Why would Duggan make this story decision? In-universe, instrumentalist Forge feels his higher priority is finding Darwin—he has the means to retrieve only one mutant from the Vault. Is this twist in the story justified? In any case, Forge’s confirmation of the “original” Darwin’s continued existence comes later, when in issue #17, he appears to Forge in a simulated vision (of a utopian city-state version of Krakoa, appealing to Forge) that matches Project Blackbox’s persuasiveness—he has long since uploaded his mind into the Vault’s computer system.
Now, if you think about this issue’s last data page, a medical report from Cecilia Reyes, the implication is that Darwin somehow transferred himself to Forge’s mind (“Now Forge’s backups are larger than some of our most powerful telepaths”) and then left Forge, unseen of course, for presumably elsewhere on Krakoa, leaving his erstwhile host’s latest backup back to normal (“within the expected strike zone”).

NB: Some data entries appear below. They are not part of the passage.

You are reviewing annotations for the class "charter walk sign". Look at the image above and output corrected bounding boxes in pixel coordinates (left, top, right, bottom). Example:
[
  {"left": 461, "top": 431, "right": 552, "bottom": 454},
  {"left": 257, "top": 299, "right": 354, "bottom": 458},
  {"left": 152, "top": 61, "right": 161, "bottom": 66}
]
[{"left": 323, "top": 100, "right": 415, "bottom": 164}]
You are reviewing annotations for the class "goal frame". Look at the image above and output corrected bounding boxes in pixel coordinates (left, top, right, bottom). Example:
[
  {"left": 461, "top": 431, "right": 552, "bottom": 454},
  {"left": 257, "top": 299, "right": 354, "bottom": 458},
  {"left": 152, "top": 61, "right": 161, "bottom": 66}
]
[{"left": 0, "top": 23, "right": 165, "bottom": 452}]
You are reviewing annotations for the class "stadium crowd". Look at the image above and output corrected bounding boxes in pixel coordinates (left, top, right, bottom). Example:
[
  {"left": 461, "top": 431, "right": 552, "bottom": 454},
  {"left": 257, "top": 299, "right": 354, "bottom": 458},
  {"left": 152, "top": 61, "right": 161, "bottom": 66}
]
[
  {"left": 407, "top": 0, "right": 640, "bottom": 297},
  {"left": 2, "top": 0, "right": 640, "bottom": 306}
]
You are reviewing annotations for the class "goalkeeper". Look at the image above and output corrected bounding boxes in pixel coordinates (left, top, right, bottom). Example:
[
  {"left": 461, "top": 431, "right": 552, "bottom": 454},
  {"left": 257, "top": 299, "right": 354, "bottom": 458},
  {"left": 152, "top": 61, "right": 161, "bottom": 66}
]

Where is he now? Again, we haven’t seen him since. Still, Darwin was rescued from the Vault! It turns out, mission accomplished anyway! And hey, this isn’t the first time a Marvel character meets their alt future self!
Or, maybe Forge’s abnormally large backup coming out of the Vault wasn’t Darwin hitching a ride but Serafina. After all, she is a mind-controlling technopath, as demonstrated to devastating effect with Cannonball in her debut arc, way back in X-Men vol 2 #188-192 by Mike Carey and Chris Bachalo (2006). Those cables plugging into Forge before his utopian vision of Krakoa, wherein he briefly communes with the digitized Darwin, could well have been Serafina’s. She certainly looks much more “advanced” from the last time we saw her, so the notion that she, too, could stow away inside another mind does not seem far-fetched. That could mean the mutant nation is now open to sneak attack from both Nimrod and the Children. Thus, the “Fall of X?”
Anyhow, it is, of course, highly unlikely that Old Woman Wolverine (er, Talon?) will live out the year. But who knows. Seriously, Old Man Logan stuck around a lot longer. The more important question is whether both Lauras die and have their backups merged into the subsequent resurrected Laura. That would be a jarring experience, but hey, even this would be far from the first such identity merge in Marvel Comics (looking at you Jean/Maddie!).